The problem here is that sleeping with a 12 year old isn't a central example of anything. Rape, diddling, pedophilia, molestation, predator, there's just not a good term for it.

A quick Google search indicates that "theft" has for many centuries been a generic word that covers larceny of physical items, embezzlement of entrusted funds, and taking of money through false pretenses. Is larceny the central example of theft, so that calling an embezzler or a fraudster a thief is misleading? I'm not sure.

But "killing" someone by consensually selling to him drugs on which he happens to overdose definitely is not a central example of murder.

In some states, Pennsylvania included, if the victim is younger than 13 the offense is Rape of a Child and it doesn't matter whether it was coerced or not.

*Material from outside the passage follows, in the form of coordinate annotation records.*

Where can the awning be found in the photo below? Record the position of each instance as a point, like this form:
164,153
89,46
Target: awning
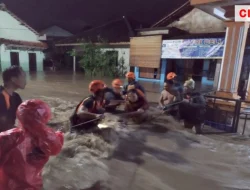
23,44
145,51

I think that's largely fair too. While the legal choice of 13 in so many laws often seems somewhat arbitrary (including linguistically), it's not actually a terrible separator. It seems to me that there's some massive moral cliff somewhere at age 14 or below, and it's a absolute cliff, not a slope. For example this link talks about psychological development in the 10-12 range with phrases such as: "Write stories, Like to write letters, Read well, Enjoy talking on the phone or texting" and so to take advantage of a girl just at the tail end of learning how to, uh, talk to people independently is super duper messed up in a way that still applies but less strongly to someone in their mid-teens, where gradual gaining of independence is a normal psychological process. And while many states have legal systems that are often capricious and illogical, taken broadly they do seem to reflect at least some awareness of these dynamics. But yeah, personally I'm much more inclined to say that having sex with someone 14 or under indicates something deeply wrong with you, not a temporary "mistake" in this kind of context and knowing what we do about the actual maturity of 12-year-olds.

And in some countries this incident wouldn't be an offense at all, since the age of consent there is less than or equal to twelve. Now I think such a low AoC is wrong, but it is just applicable to the incident under discussion as the laws of PA, USA; not at all.

There are then two ways to determine if it is appropriate to call the volleyball player guy a "rapist": we can either look up the exact offense for which he was convicted or each of us can try to use our own idiosyncratic defintion of a "rapist" and attempt to judge if the Dutch person's behaviour fits.

How they do things in Philly doesn't factor in.

How they do things in Philly doesn't factor in.

There’s a joke in here about the Pennsylvania Dutch …

Even in Pennsylvania, calling a tail a leg doesn't make it so. There's a difference between the two different acts even if the law fails to recognize it.